03 March 2010

Boundaries

Duke Ellington is remembered, among other things, as a composer who wrote for specific musicians and personalities rather than for some nameless abstract conception of what given instruments could or should sound like. If this is so, he must have worried more about the present than the future, since others would continue to play his music long after he and the musicians he wrote for were gone. Perhaps the advent of recording technology (which happened within his lifetime) made this approach more palatable, since the work of the specific bands he wrote for could then be documented conclusively; or perhaps it was simply his intuitive way of writing and he never gave a second thought to how he would be remembered. The least likely explanation, though, would seem to be that he wished to subvert the traditional hierarchy that existed in European music between composer and performer; that it really bothered him when the person who wrote the music got all the credit; that he set out from the beginning to mitigate the influence of the composer's ego from the music making process in a quasi-Cagean way.

I'm not an Ellington expert, nor a worshipper, nor a detractor, and have no axe to grind with his work or legacy, but because no one (and I mean no one) misses an opportunity to invoke this textbook one-liner about his compositional style, I think it's worth problematizing. To be a bit less rosy about it for just a second, one might also say that allowing your players to simply "do their thing" means not asking them to venture outside of their comfort zone. It means setting parameters that make for predicable results and minimal difficulty in achieving them, the polar opposite of a full-fledged experiment where the outcome is not known at the outset.

Musicians tend to spend the majority of their time working somewhere in the middle of this spectrum, in a space where the musical parameters are overwhelmingly familiar but not entirely so. Where we feel compelled to move away from this more common mode of working and towards either extreme (i.e. merely going entirely with what we know, or conversely, more thoroughly subjecting ourselves to the whims of chance), this is usually a consequence of externally imposed conditions, such as being hired to play a wedding ceremony, or being thrown into a jam session comprised of people you've never heard or played with. The difference between these two types of contexts is not that one is destined to succeed and the other to fail, but merely that we know what to expect from one but not the other. One offers comfort without the potential for growth; the other offers the opposite.

A blind allegiance to unfamiliar, difficult situations in the name of musical and personal growth is meaningless in absence of an eventual outlet for cashing in on that growth, the products of which are necessarily obtained by way of tasks which have become familiar through experience. Similarly, the outright absence from one's musical menu of any potential for growth in the form of unfamiliar or experimental musical contexts is a sure recipe for a hardening of the arteries.
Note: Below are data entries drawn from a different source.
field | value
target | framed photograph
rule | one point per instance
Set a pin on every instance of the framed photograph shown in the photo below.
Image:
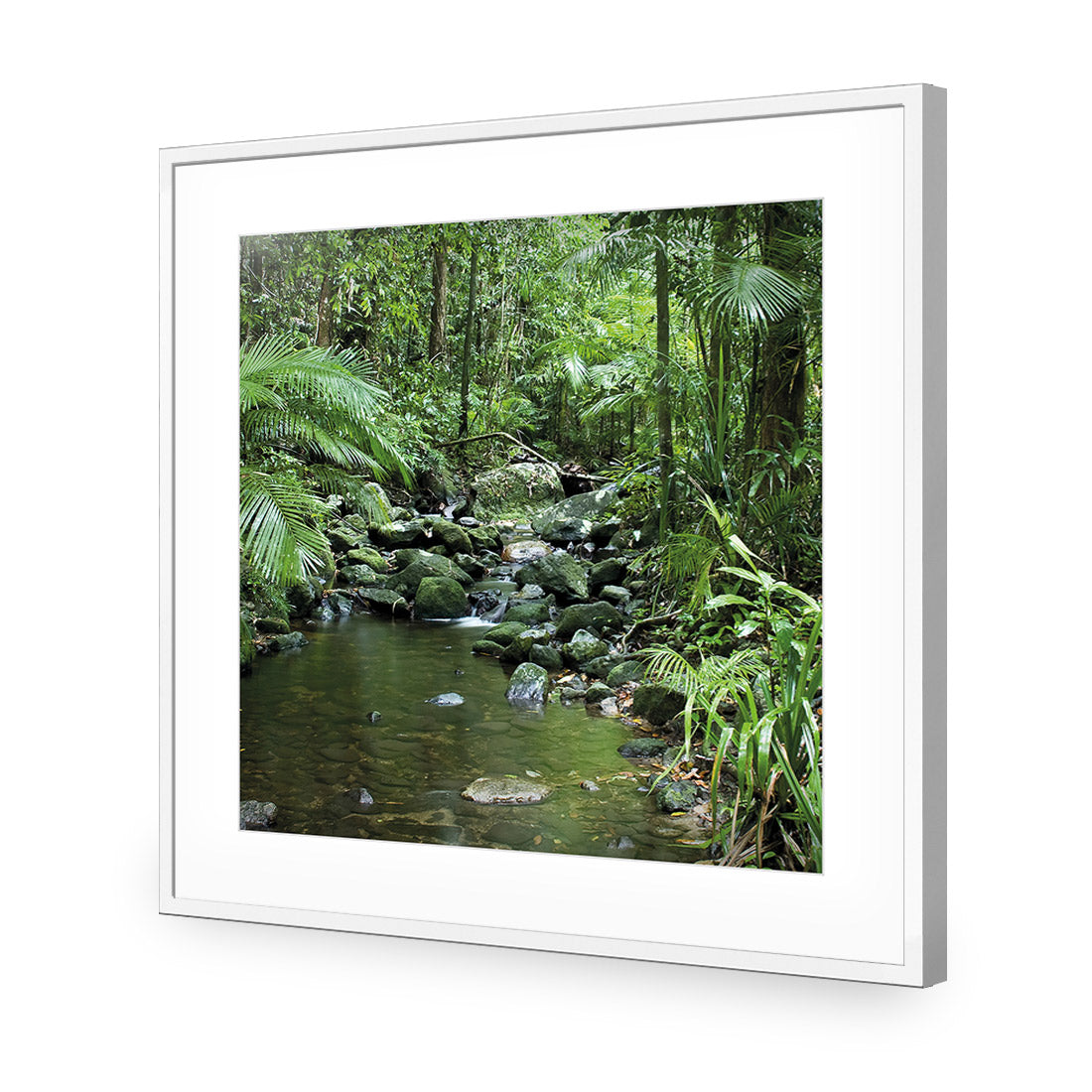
(579, 484)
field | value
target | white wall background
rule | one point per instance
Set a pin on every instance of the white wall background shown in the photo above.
(102, 990)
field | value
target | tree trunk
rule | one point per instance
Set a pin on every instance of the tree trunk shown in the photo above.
(784, 353)
(465, 390)
(437, 331)
(323, 318)
(663, 377)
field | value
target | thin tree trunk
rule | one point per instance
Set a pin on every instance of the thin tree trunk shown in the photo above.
(438, 318)
(465, 390)
(663, 378)
(785, 372)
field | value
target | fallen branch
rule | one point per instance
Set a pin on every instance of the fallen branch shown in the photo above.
(647, 621)
(505, 436)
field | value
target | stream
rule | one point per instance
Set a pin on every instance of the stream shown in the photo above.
(309, 743)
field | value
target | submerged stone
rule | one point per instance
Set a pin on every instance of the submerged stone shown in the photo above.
(677, 796)
(447, 699)
(527, 685)
(257, 815)
(283, 642)
(505, 789)
(643, 747)
(657, 703)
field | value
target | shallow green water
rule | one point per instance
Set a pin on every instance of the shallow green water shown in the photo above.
(307, 743)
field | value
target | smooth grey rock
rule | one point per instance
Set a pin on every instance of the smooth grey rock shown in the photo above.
(506, 789)
(257, 815)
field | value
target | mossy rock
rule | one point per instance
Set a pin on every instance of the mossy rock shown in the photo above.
(628, 670)
(657, 703)
(599, 691)
(285, 642)
(371, 558)
(402, 533)
(385, 602)
(504, 633)
(546, 656)
(440, 598)
(408, 580)
(677, 796)
(271, 624)
(582, 648)
(643, 747)
(342, 537)
(557, 572)
(357, 576)
(516, 491)
(611, 571)
(452, 537)
(532, 614)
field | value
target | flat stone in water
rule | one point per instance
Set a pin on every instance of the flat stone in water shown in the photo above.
(447, 699)
(340, 753)
(509, 833)
(505, 789)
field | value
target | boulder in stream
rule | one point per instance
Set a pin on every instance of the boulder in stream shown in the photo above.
(447, 699)
(527, 685)
(557, 572)
(583, 647)
(506, 789)
(257, 815)
(571, 520)
(430, 565)
(601, 617)
(515, 491)
(440, 598)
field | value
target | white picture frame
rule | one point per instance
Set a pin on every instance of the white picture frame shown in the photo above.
(878, 910)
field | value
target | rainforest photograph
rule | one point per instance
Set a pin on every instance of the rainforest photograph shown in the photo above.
(531, 534)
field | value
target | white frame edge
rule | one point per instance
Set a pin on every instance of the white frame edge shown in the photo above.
(925, 498)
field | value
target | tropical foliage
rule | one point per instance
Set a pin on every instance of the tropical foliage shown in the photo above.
(675, 351)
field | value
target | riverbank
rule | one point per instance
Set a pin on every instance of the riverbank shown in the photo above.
(553, 594)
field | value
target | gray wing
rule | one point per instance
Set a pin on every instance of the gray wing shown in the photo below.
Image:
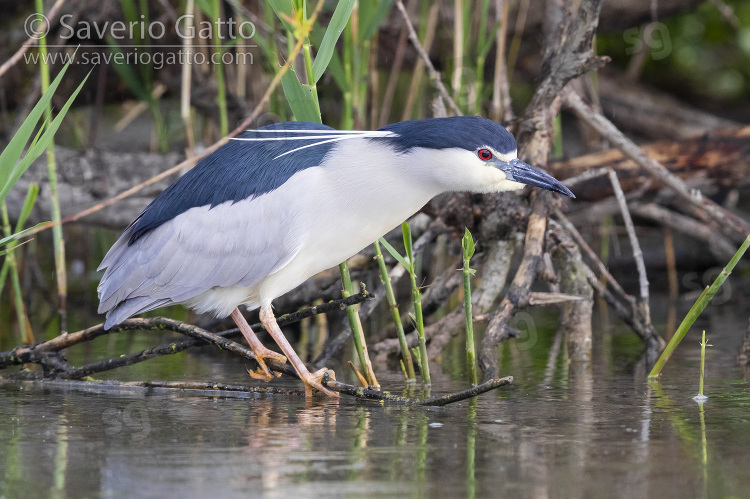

As musicians, we do our best to balance these two concerns in our work, striving to offer safe but competent musical products when that response is appropriate, as well as throwing caution to the wind when we see the potential for something new and exciting to take shape.

Knowing when to do which, though, can be tricky and contentious, and there's great danger in distilling the approach of an artist like Ellington, who had a long, eminent, and prolific career, into single-sentence pieces of advice. I doubt very much that Ellington himself would approve of the way many musicians now invoke his most famous compositional tenet merely as an excuse for not rocking the boat, for not making people uncomfortable, not forcing them to grow, not putting them in a position where they might fail; all of this in the service of some vague and ultimately overly idealistic aspiration to an all-encompassing collectivity where individual artistic voice is neutered in the name of group consensus.

Ellington indeed wrote for people rather than conceits, but the music is undeniably his. Just because voice might be a source of egotistical attachment to our own music doesn't mean it's worth subduing in polite musical company. To revert to one of my favorite metaphors for a second, I consider voice to be the essential source of biodiversity in a musical ecosystem: without a diversity of voice surrounding us, we become creatively inbred and defective. The ego is, indeed, equally destructive in the social realm of music making, but there are more attractive ways around that inconvenient fact than simply abandoning any compositional device that might harm our colleagues' buzz.